I'm okay with Jailbreaking the iPad if that helps, but I don't know if any Cydia apps will help? Just a note on why I need this, I am going on a 6 week trip to Paris and India, from the end of December to the end of January, while there I would like to update my blog (www.theuberblog.com) and upload pics to my simple viewer gallery. The only thing is, the uploaded included with simple viewer is a web-based java interface, since I am taking my iPad I figured that would be the best way to upload and share pictures, any suggestions/ideas?

Thanks!


----------



## chas_m (Dec 2, 2007)

I have to tell you I've owned my iPhone for over three years, and until just now never noticed that there's no Java support. That's a comment on how unimportant Java has turned out to be for me.

You might find this thread of interest but so far it look like you're out of luck.


----------



## G-Mo (Sep 26, 2007)

What software is running your blog? I know WordPress and Blogger have apps in the App Store to allow you to do what you want (instead of using the web interface).


----------



## supermeera (Jun 25, 2004)

I do have the Wordpress app installed on my iPad and that will be great for blog entries, however gallery portion of my site uses Simple Viewer gallery. Simple Viewer has a separate interface, and would require an app that would take the pictures and generate the gallery for it, until now nothing like these exists. Only other option is using web interface for Simple viewer, which unfortunately uses a java applet to find pictures on your computer and upload to the server. I will do a little bit more digging and see what solution I can come up with. 

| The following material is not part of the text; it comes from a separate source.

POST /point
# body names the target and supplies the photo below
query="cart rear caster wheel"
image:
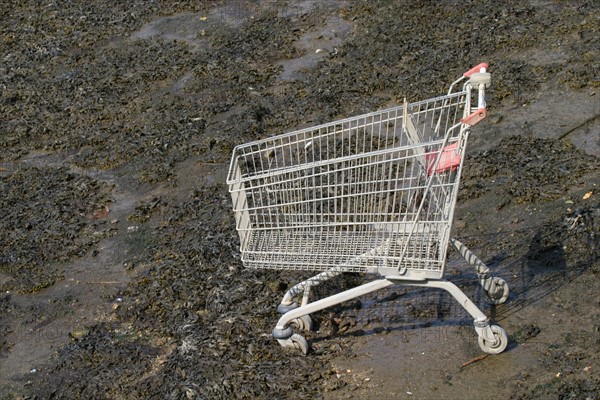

Also, I too have had an iPhone for over 3 years and you're right about not having a need for Java on that device. But then again I've never actually updated and edited my blog on it either. The lack of java on the iPhone is understandable, but given what you can do with the iPad (in my case using it on the road for a number of things including editing and posting pics, email etc.), and with the extra CPU power I don't see why it shouldn't be an option, but I digress.


----------